Wednesday, 15 January 2020: 9:15 AM
104B (Boston Convention and Exhibition Center)
Motivated by the increased probability of extreme heat events in the future, we developed a method to downscale a regional forecast model to a fine scale to produce risk assessments for a range of stakeholders. On a local scale, heat is strongly influenced by land-surface and land-cover properties. New York City is a particularly complex environment where patterns of extreme heat are complicated by the pronounced urban heat island and sea-breeze dynamics. To capture local variability in extreme heat, we use the Weather Research and Forecasting (WRF) model at 1-km grid-spacing with the NoahMP land-surface model to simulate the effects of land-surface characteristics on the near-surface air temperature.
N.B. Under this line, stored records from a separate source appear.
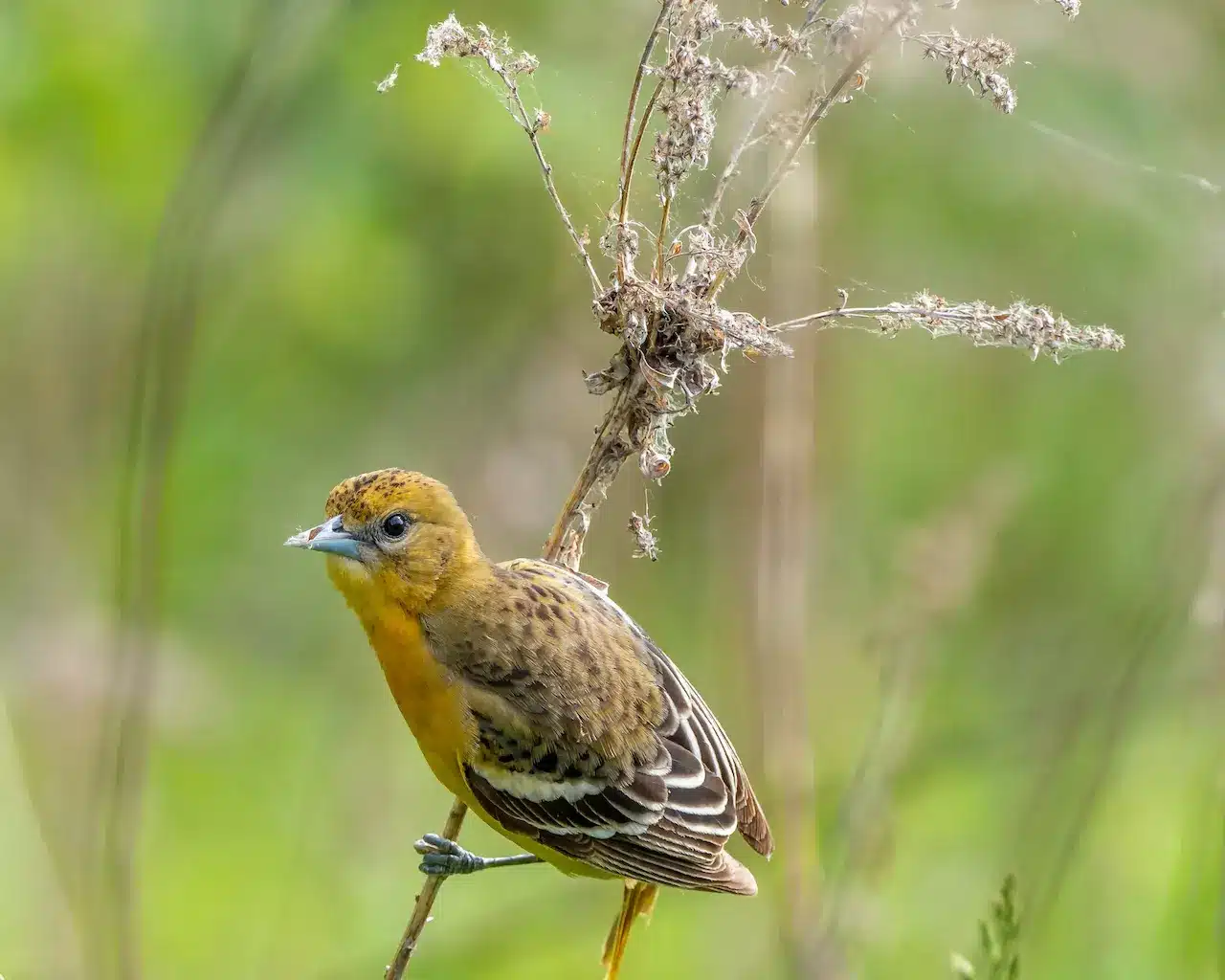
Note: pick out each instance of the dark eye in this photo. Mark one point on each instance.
(394, 525)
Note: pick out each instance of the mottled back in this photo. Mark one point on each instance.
(589, 738)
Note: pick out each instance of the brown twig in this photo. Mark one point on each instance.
(425, 900)
(628, 156)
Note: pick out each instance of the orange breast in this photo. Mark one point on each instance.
(430, 703)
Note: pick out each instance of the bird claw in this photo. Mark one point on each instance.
(442, 858)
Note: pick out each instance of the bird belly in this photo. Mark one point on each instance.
(435, 711)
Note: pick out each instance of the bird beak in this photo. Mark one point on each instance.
(328, 537)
To extend this analysis to variability on the city-block scale, we then use several predictors from the National Land Cover Database (NLCD) as well as latitude and longitude to downscale the WRF output to 30-meter resolution using random forests. The random forest technique (Breiman 2001) is a flexible and powerful machine learning tool well-suited to this purpose. We model and downscale two historical extreme heat events in New York City and compare these results to satellite-derived surface temperatures and in situ meteorological station measurements. The observed fields validate the downscaled fields, and verifications confirm the utility of this approach for hyperlocal projections of historical and future heat waves.